Why today’s enterprise architectures can’t keep up
Enterprise architecture has come a long way in a relatively short time. Just a couple of decades ago, monolithic systems and applications were its primary building blocks. Systems were tightly coupled, documentation was heavy, and governance was all about control.
Now, thanks to the rapid pace of change, and successive waves of technological innovation, best practice has moved on.
Instead of being built around specific applications, modern reference architectures seek to build towards business goals, while supporting continuous transformation. They take advantage of hybrid cloud architecture, modular design, and distributed governance, and therefore cast architects as enablers – not guards and gatekeepers.
But for most, enterprise architecture modernization remains a work-in-progress. Enterprise architects may have imagined a more agile future, but in large enterprises everywhere, application-centric architecture and siloed operations are still very much the norm.
The monolithic systems of the 1980s, 1990s, and 2000s were followed by 20 years in which enterprises grew to depend on a multiplicity of systems. Now, Enterprise AI is demanding contextual data from across them all – to fuel AI agents that are fluent in, and able to effectively transform, enterprise operations.

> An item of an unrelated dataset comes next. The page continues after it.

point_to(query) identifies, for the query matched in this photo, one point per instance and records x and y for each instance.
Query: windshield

What we mean by Enterprise AI
When we talk about Enterprise AI, we’re not only simply talking about generative AI, or even agentic AI. Enterprise AI isn’t a single technology. It’s the strategic practice of infusing intelligence throughout your operations to power everything from predictions and recommendations, to copilots, agents, workflows, and apps.
For Enterprise AI to work for your business, people like you need to answer at least three questions:
- What does AI need to know about my business?
- Where should I strategically deploy AI?
- How can I make AI work well with my existing investments?
The answers to those three questions come from Enterprise AI having access to the right data, drawn from across all your systems, sequenced and enriched. And access to your business context, policies, rules, KPIs, etc.
An overwhelming 89% of business leaders agree this context is crucial for the effective deployment of AI, according to the Celonis 2026 Process Optimization Report. Almost as many (82%) say AI solutions can’t deliver ROI without it.